Ветер и вправду с утра шумел, серебря маковки тополей, легко пригибая их.
- Жги, родный... - мягко повторил участковый. - Сам - в тюрьму, домашние по соседям. Если те уцелеют.
Тем временем стогомет, ловко подхватывая снизу длинными железными рогами слежавшееся плотное сено, поднимал его, натужно урча, чуть не стогом и укладывал на просторную платформу тележки. Потянуло острым сенным духом, сенная пыль запершила.
Со двора, на помощь хозяину, спешили его домашние: жена да отец-старик, в бороде, с костылем наперевес, словно с пикой.
- Помогитя-а-а!! - истошно вопила хозяйка. - Грабя-ат! Люди добрые!! Чего рот раззявил!! - кричала она мужу. - Отец! Отец! Ружье неси! Пужани их! Имеешь право! Грабя-ат! Помогитя-а-а!!

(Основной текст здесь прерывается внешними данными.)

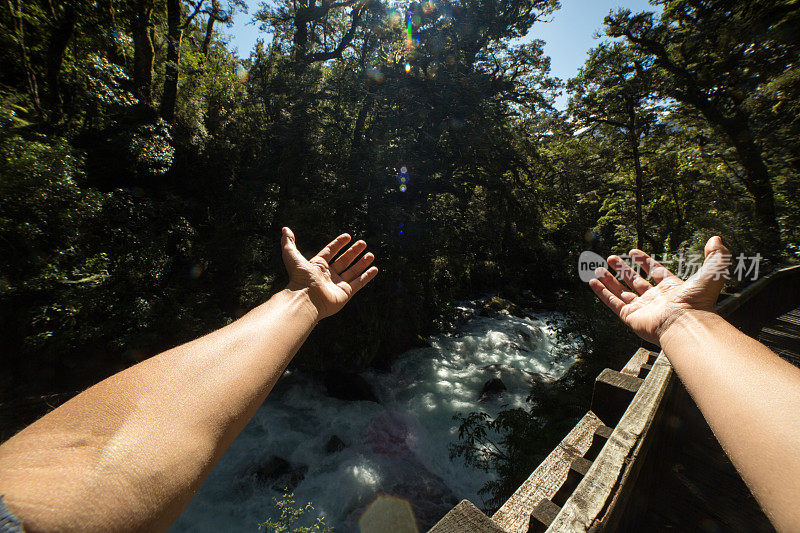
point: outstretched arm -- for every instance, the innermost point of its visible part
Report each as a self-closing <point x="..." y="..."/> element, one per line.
<point x="749" y="396"/>
<point x="130" y="452"/>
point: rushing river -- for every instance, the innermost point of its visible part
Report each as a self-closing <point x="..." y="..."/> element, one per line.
<point x="398" y="447"/>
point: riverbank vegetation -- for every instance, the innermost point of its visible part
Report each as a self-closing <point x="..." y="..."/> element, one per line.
<point x="146" y="171"/>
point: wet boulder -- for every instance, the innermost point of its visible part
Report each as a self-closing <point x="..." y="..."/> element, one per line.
<point x="349" y="387"/>
<point x="279" y="473"/>
<point x="497" y="306"/>
<point x="493" y="387"/>
<point x="335" y="445"/>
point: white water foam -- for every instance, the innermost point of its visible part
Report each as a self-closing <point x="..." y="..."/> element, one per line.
<point x="398" y="447"/>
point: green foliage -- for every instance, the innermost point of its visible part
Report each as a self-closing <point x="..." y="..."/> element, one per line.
<point x="290" y="514"/>
<point x="125" y="230"/>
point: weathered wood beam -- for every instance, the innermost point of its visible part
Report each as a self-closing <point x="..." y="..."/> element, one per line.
<point x="549" y="476"/>
<point x="584" y="508"/>
<point x="465" y="517"/>
<point x="613" y="393"/>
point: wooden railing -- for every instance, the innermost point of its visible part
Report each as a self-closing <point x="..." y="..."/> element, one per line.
<point x="587" y="480"/>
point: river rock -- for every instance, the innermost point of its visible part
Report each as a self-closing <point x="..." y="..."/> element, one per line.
<point x="282" y="474"/>
<point x="493" y="387"/>
<point x="496" y="306"/>
<point x="349" y="387"/>
<point x="335" y="444"/>
<point x="407" y="479"/>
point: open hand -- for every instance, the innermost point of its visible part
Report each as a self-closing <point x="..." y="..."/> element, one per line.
<point x="650" y="310"/>
<point x="330" y="284"/>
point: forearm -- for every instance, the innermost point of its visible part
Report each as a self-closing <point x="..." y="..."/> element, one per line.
<point x="130" y="452"/>
<point x="751" y="399"/>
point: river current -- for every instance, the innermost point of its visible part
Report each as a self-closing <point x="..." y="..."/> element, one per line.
<point x="398" y="447"/>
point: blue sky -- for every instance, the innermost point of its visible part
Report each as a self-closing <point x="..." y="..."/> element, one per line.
<point x="569" y="34"/>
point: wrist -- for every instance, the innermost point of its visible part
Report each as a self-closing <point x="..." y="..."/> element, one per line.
<point x="300" y="298"/>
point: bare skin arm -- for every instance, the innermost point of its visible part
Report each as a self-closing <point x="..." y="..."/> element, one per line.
<point x="129" y="453"/>
<point x="749" y="396"/>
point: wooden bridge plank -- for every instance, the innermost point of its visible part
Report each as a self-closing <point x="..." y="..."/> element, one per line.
<point x="465" y="517"/>
<point x="639" y="359"/>
<point x="589" y="500"/>
<point x="544" y="482"/>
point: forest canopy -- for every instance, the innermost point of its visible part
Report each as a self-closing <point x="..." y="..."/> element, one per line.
<point x="146" y="171"/>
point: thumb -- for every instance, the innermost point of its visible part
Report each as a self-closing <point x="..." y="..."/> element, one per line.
<point x="714" y="272"/>
<point x="291" y="255"/>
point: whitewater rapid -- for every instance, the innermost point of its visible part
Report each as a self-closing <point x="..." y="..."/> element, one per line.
<point x="398" y="447"/>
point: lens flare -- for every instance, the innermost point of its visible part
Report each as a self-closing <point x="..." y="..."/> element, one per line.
<point x="242" y="73"/>
<point x="376" y="75"/>
<point x="591" y="236"/>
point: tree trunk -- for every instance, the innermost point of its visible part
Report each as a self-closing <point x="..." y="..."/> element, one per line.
<point x="638" y="178"/>
<point x="212" y="18"/>
<point x="172" y="73"/>
<point x="143" y="54"/>
<point x="15" y="7"/>
<point x="56" y="47"/>
<point x="757" y="181"/>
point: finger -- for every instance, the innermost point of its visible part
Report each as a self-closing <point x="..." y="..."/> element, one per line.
<point x="363" y="279"/>
<point x="291" y="255"/>
<point x="344" y="261"/>
<point x="612" y="284"/>
<point x="330" y="251"/>
<point x="714" y="271"/>
<point x="358" y="268"/>
<point x="606" y="296"/>
<point x="651" y="267"/>
<point x="631" y="278"/>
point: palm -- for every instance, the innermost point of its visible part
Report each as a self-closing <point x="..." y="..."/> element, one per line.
<point x="330" y="283"/>
<point x="649" y="309"/>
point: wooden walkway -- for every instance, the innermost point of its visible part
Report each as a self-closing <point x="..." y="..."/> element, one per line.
<point x="782" y="335"/>
<point x="643" y="458"/>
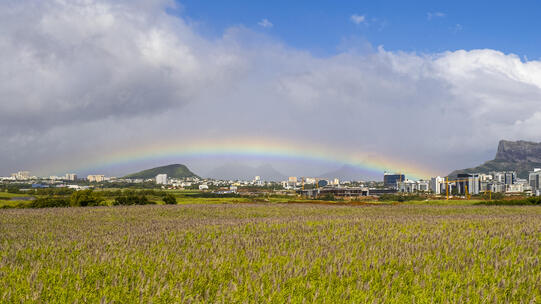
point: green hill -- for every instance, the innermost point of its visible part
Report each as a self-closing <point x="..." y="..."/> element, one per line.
<point x="172" y="171"/>
<point x="520" y="156"/>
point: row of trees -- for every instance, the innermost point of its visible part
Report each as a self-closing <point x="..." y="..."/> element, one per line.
<point x="86" y="198"/>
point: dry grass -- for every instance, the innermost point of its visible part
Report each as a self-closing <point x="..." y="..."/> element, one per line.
<point x="271" y="253"/>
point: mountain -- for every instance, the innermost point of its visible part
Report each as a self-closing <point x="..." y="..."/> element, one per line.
<point x="172" y="171"/>
<point x="520" y="156"/>
<point x="350" y="173"/>
<point x="238" y="171"/>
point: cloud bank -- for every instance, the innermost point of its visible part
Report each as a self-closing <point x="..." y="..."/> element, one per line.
<point x="80" y="79"/>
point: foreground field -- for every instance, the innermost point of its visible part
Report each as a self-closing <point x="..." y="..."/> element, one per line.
<point x="271" y="253"/>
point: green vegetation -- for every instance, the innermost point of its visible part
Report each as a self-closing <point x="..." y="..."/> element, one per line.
<point x="85" y="198"/>
<point x="536" y="200"/>
<point x="48" y="202"/>
<point x="132" y="198"/>
<point x="401" y="197"/>
<point x="172" y="171"/>
<point x="277" y="253"/>
<point x="169" y="199"/>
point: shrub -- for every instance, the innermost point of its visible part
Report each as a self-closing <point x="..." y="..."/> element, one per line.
<point x="169" y="199"/>
<point x="132" y="198"/>
<point x="85" y="198"/>
<point x="50" y="201"/>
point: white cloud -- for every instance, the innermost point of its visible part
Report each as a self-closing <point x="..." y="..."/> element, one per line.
<point x="357" y="19"/>
<point x="265" y="23"/>
<point x="89" y="76"/>
<point x="433" y="15"/>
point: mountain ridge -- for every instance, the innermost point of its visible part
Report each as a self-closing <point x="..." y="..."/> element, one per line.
<point x="520" y="156"/>
<point x="172" y="171"/>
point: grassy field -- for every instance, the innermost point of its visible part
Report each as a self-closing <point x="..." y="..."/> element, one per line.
<point x="276" y="253"/>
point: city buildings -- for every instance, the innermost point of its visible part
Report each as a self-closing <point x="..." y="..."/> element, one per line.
<point x="161" y="179"/>
<point x="437" y="184"/>
<point x="97" y="178"/>
<point x="70" y="177"/>
<point x="535" y="179"/>
<point x="21" y="175"/>
<point x="390" y="180"/>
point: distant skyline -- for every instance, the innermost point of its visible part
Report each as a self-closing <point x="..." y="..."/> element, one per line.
<point x="112" y="87"/>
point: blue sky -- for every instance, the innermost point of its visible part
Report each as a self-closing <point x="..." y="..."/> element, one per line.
<point x="70" y="68"/>
<point x="325" y="27"/>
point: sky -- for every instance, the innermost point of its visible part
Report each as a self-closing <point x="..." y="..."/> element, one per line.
<point x="102" y="86"/>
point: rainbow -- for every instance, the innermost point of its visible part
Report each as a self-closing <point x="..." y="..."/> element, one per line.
<point x="254" y="147"/>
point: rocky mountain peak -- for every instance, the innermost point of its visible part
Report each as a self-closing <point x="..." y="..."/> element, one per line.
<point x="519" y="151"/>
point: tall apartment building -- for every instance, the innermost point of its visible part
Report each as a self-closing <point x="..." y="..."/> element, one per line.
<point x="97" y="178"/>
<point x="390" y="180"/>
<point x="437" y="184"/>
<point x="535" y="180"/>
<point x="161" y="179"/>
<point x="71" y="177"/>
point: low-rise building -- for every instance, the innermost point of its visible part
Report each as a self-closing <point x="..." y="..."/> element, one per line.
<point x="96" y="178"/>
<point x="161" y="179"/>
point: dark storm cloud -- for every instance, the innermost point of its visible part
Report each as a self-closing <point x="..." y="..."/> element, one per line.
<point x="81" y="76"/>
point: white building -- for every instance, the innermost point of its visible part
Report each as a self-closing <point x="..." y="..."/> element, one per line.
<point x="161" y="179"/>
<point x="21" y="175"/>
<point x="515" y="188"/>
<point x="437" y="184"/>
<point x="96" y="178"/>
<point x="535" y="180"/>
<point x="71" y="176"/>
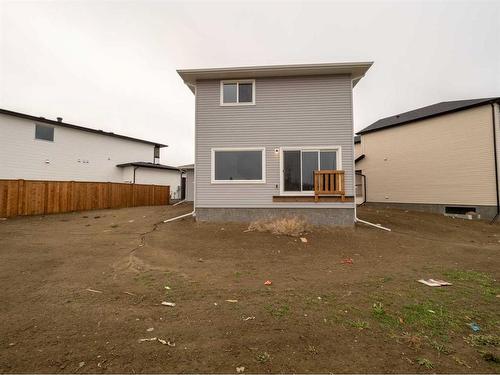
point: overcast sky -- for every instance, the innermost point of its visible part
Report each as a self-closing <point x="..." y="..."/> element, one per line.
<point x="112" y="65"/>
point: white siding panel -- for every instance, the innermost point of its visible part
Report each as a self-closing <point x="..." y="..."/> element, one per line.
<point x="74" y="155"/>
<point x="289" y="111"/>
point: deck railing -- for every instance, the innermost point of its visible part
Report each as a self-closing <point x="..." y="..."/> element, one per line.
<point x="329" y="182"/>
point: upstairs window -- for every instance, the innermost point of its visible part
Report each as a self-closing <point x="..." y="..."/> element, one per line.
<point x="299" y="165"/>
<point x="240" y="92"/>
<point x="44" y="132"/>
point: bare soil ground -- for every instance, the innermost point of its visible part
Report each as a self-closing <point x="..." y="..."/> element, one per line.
<point x="319" y="314"/>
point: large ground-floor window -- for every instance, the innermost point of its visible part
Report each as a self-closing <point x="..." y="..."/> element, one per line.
<point x="238" y="165"/>
<point x="299" y="164"/>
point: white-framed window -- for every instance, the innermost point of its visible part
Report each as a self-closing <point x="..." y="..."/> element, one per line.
<point x="297" y="166"/>
<point x="237" y="92"/>
<point x="245" y="165"/>
<point x="44" y="132"/>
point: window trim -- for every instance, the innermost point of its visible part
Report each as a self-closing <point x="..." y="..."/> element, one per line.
<point x="45" y="140"/>
<point x="237" y="81"/>
<point x="212" y="162"/>
<point x="337" y="149"/>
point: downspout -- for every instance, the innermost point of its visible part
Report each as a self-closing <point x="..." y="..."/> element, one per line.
<point x="192" y="213"/>
<point x="495" y="154"/>
<point x="135" y="168"/>
<point x="356" y="219"/>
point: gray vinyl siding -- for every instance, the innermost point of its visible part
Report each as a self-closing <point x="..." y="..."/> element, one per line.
<point x="288" y="111"/>
<point x="190" y="185"/>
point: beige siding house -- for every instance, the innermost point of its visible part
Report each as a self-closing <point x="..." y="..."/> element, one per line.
<point x="263" y="135"/>
<point x="439" y="158"/>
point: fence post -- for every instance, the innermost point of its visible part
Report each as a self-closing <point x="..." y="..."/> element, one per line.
<point x="109" y="194"/>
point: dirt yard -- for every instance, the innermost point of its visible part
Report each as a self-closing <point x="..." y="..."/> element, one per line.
<point x="80" y="290"/>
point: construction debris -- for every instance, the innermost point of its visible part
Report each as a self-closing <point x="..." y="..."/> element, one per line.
<point x="474" y="326"/>
<point x="434" y="283"/>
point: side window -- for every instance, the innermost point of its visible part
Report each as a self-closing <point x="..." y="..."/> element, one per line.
<point x="237" y="92"/>
<point x="44" y="132"/>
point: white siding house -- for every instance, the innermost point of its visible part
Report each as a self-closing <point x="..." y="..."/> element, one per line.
<point x="188" y="176"/>
<point x="35" y="148"/>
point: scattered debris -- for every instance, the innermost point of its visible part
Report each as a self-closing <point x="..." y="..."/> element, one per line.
<point x="490" y="357"/>
<point x="292" y="226"/>
<point x="474" y="326"/>
<point x="434" y="283"/>
<point x="263" y="357"/>
<point x="425" y="362"/>
<point x="80" y="365"/>
<point x="483" y="340"/>
<point x="166" y="342"/>
<point x="460" y="362"/>
<point x="93" y="290"/>
<point x="151" y="339"/>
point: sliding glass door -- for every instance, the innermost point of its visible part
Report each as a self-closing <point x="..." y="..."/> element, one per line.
<point x="299" y="166"/>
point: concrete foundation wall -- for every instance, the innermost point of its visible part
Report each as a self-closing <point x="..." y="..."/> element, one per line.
<point x="315" y="216"/>
<point x="486" y="212"/>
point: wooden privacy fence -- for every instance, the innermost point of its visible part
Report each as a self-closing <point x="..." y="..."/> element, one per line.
<point x="30" y="197"/>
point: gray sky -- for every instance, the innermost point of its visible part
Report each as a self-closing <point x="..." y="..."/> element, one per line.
<point x="111" y="65"/>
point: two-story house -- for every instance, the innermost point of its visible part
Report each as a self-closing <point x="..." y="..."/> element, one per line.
<point x="275" y="141"/>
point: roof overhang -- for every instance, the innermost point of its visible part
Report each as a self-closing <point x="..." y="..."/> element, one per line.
<point x="355" y="69"/>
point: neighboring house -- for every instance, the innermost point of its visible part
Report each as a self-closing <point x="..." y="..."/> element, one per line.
<point x="187" y="190"/>
<point x="275" y="141"/>
<point x="441" y="158"/>
<point x="35" y="148"/>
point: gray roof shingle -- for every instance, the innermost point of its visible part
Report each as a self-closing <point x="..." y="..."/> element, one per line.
<point x="426" y="112"/>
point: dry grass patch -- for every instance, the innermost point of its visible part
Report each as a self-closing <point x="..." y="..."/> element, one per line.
<point x="288" y="226"/>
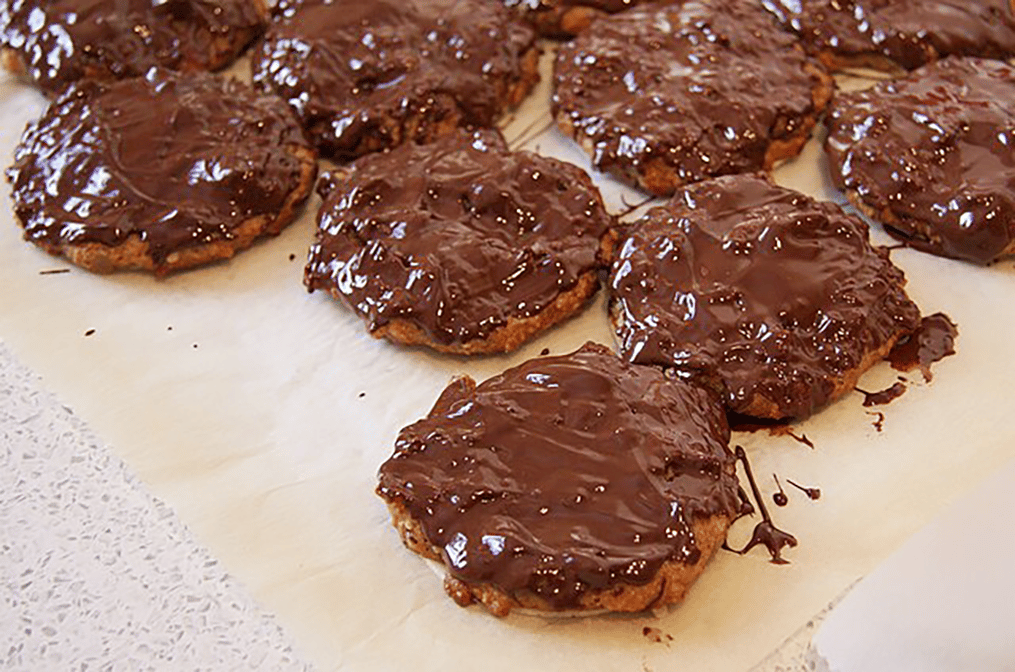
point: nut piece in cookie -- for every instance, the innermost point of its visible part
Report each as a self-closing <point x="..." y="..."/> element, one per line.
<point x="568" y="483"/>
<point x="462" y="246"/>
<point x="56" y="43"/>
<point x="159" y="173"/>
<point x="931" y="156"/>
<point x="898" y="35"/>
<point x="773" y="299"/>
<point x="366" y="75"/>
<point x="565" y="18"/>
<point x="667" y="94"/>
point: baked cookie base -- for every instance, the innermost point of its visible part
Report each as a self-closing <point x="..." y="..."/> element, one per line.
<point x="135" y="254"/>
<point x="517" y="330"/>
<point x="662" y="179"/>
<point x="669" y="586"/>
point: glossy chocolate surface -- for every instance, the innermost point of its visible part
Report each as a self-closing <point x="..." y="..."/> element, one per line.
<point x="565" y="475"/>
<point x="63" y="41"/>
<point x="457" y="237"/>
<point x="755" y="290"/>
<point x="179" y="160"/>
<point x="702" y="86"/>
<point x="932" y="342"/>
<point x="365" y="71"/>
<point x="908" y="32"/>
<point x="934" y="150"/>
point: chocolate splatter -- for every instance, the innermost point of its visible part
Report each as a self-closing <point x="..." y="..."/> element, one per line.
<point x="765" y="532"/>
<point x="884" y="396"/>
<point x="780" y="497"/>
<point x="657" y="635"/>
<point x="812" y="492"/>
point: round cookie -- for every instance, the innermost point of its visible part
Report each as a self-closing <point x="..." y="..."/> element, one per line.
<point x="663" y="95"/>
<point x="567" y="483"/>
<point x="58" y="42"/>
<point x="931" y="156"/>
<point x="898" y="35"/>
<point x="565" y="18"/>
<point x="462" y="245"/>
<point x="159" y="173"/>
<point x="774" y="300"/>
<point x="365" y="75"/>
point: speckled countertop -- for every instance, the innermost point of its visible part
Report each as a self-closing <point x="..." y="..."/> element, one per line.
<point x="95" y="573"/>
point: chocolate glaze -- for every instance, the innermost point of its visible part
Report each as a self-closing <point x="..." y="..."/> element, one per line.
<point x="884" y="396"/>
<point x="765" y="533"/>
<point x="178" y="160"/>
<point x="458" y="237"/>
<point x="934" y="152"/>
<point x="565" y="475"/>
<point x="703" y="86"/>
<point x="63" y="41"/>
<point x="351" y="70"/>
<point x="933" y="341"/>
<point x="908" y="32"/>
<point x="755" y="290"/>
<point x="548" y="15"/>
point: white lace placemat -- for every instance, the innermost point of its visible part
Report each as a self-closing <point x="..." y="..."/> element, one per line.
<point x="97" y="575"/>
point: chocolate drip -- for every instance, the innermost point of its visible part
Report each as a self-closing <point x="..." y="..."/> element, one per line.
<point x="565" y="475"/>
<point x="686" y="85"/>
<point x="368" y="74"/>
<point x="765" y="533"/>
<point x="63" y="41"/>
<point x="780" y="497"/>
<point x="932" y="342"/>
<point x="755" y="290"/>
<point x="177" y="160"/>
<point x="811" y="492"/>
<point x="884" y="396"/>
<point x="458" y="237"/>
<point x="907" y="32"/>
<point x="931" y="156"/>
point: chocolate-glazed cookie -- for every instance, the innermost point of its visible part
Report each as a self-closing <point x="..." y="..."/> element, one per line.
<point x="462" y="245"/>
<point x="668" y="94"/>
<point x="365" y="75"/>
<point x="895" y="35"/>
<point x="159" y="173"/>
<point x="59" y="42"/>
<point x="773" y="299"/>
<point x="565" y="18"/>
<point x="931" y="156"/>
<point x="574" y="482"/>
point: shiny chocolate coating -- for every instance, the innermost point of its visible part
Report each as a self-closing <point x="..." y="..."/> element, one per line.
<point x="907" y="32"/>
<point x="63" y="41"/>
<point x="565" y="475"/>
<point x="933" y="156"/>
<point x="177" y="159"/>
<point x="457" y="237"/>
<point x="755" y="290"/>
<point x="368" y="74"/>
<point x="548" y="16"/>
<point x="702" y="87"/>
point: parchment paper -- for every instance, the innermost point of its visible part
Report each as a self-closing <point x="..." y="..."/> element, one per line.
<point x="261" y="414"/>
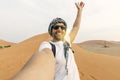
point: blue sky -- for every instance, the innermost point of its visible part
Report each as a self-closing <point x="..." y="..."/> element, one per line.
<point x="22" y="19"/>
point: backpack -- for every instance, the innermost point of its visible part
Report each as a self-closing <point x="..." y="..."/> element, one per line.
<point x="66" y="47"/>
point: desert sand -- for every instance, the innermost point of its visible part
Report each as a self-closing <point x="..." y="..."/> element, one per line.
<point x="91" y="65"/>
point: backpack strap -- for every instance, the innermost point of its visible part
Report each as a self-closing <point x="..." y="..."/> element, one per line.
<point x="53" y="49"/>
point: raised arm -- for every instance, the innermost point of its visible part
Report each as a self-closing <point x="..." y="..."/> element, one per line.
<point x="76" y="24"/>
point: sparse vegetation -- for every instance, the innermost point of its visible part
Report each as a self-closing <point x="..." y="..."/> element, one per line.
<point x="7" y="46"/>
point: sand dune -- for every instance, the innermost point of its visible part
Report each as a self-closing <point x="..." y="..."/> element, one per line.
<point x="14" y="58"/>
<point x="92" y="66"/>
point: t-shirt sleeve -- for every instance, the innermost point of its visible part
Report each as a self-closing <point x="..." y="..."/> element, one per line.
<point x="44" y="45"/>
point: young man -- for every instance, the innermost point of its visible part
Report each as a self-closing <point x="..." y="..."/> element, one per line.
<point x="65" y="68"/>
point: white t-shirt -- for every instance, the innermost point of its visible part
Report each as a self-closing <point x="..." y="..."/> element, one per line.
<point x="60" y="70"/>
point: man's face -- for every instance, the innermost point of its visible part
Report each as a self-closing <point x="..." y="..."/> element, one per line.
<point x="58" y="32"/>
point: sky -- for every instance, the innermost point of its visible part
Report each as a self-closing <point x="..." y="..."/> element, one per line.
<point x="23" y="19"/>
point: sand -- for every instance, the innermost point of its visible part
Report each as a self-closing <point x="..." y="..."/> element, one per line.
<point x="91" y="65"/>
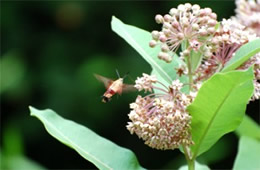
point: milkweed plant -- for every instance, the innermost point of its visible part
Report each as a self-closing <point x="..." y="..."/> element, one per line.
<point x="204" y="73"/>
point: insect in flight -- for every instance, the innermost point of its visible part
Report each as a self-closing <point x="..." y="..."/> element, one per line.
<point x="114" y="86"/>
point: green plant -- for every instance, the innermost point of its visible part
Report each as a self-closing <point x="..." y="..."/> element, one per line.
<point x="196" y="97"/>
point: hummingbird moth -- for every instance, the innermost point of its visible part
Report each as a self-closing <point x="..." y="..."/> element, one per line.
<point x="114" y="86"/>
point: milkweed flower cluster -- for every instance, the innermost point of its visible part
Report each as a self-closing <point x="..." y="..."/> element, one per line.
<point x="187" y="22"/>
<point x="230" y="36"/>
<point x="248" y="14"/>
<point x="161" y="120"/>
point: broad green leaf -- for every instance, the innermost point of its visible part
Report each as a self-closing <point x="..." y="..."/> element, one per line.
<point x="139" y="40"/>
<point x="242" y="55"/>
<point x="98" y="150"/>
<point x="248" y="154"/>
<point x="249" y="128"/>
<point x="219" y="107"/>
<point x="198" y="166"/>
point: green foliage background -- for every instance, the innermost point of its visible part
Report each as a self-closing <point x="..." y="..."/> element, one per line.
<point x="49" y="52"/>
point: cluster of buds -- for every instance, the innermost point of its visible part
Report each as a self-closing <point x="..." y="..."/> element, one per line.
<point x="186" y="23"/>
<point x="230" y="36"/>
<point x="248" y="14"/>
<point x="161" y="120"/>
<point x="256" y="62"/>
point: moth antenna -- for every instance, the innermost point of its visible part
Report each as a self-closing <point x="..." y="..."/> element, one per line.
<point x="117" y="73"/>
<point x="127" y="74"/>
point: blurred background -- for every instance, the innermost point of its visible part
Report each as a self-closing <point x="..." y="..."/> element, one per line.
<point x="49" y="52"/>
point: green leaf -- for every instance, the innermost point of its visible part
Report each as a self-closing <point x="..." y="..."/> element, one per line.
<point x="249" y="128"/>
<point x="198" y="166"/>
<point x="248" y="154"/>
<point x="98" y="150"/>
<point x="242" y="55"/>
<point x="139" y="40"/>
<point x="216" y="110"/>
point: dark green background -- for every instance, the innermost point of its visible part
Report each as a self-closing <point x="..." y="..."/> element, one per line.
<point x="49" y="52"/>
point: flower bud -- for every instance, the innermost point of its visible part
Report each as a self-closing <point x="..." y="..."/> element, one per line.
<point x="159" y="19"/>
<point x="152" y="43"/>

Но поздно было кричать. Стогомет со своим делом справился ловко. На месте высокого аккуратного скирда остался лишь светлый знак его; с писком разбегались по сторонам, ища укрыва, юркие мыши-полевки.
Как говорится, лиха беда начало. Дальше поехало и пошло. Проверяли за двором двор.
- Правление постановило... - заученно, не глядя в глаза, повторял Степан.
- Документ есть? - допрашивал участковый. - Наш колхоз сеяного сена никому не давал. Откуда взялось? С неба упало? Давай справку от небесной конторы. Нету? О чем тогда разговор? Молись богу, что не составляю протокол, не привлекаю. А ведь могу и привлечь.
Весь долгий день висел над хутором сенной острый дух, словно в июньскую сенокосную пору. Громыхали пустые телеги. Тяжко катили груженые.
И весь долгий день взрывался по хутору то один, то другой двор криком да руганью, бабьим плачущим воплем:
- Чтоб тебя лихоман забрал, бесстыжая морда!
- Чтоб тебе сохнуть и высохнуть в мышиные черева!!!
- Набрать полон рот слюней да харкнуть! Чтоб ты захлебнулся!!
- Ой, люди добрые!.. Сладили, сладили со вдовой!
- Берите! Везите! Корову сводите со двора! И детву забирайте! Будете их сами кормить! Колхозом!
- Чтоб тебя!.. - а дальше шло "в бога", "в креста", родителей поминали, живых и покойных. Первым от таких поминаний икалось, вторые - в гробу ворочались.
А порой - лучше бы матерились.
- На чужом сенце не расцветете. Оно вам поперек горла станет.
Доставалось всем. Но более всего - Степану.
- Родный... Ты чего уж так стараешься нас кулачить? Рогами землю роешь? спросила с горечью одна из баб. - Корытин пыль собьет и увеется. А тебе жить, и детям твоим...
- Вот именно... - угрюмо подтвердил Степан.
- Чего именно?
- Жить! - с каким-то остервенением сказал Степан.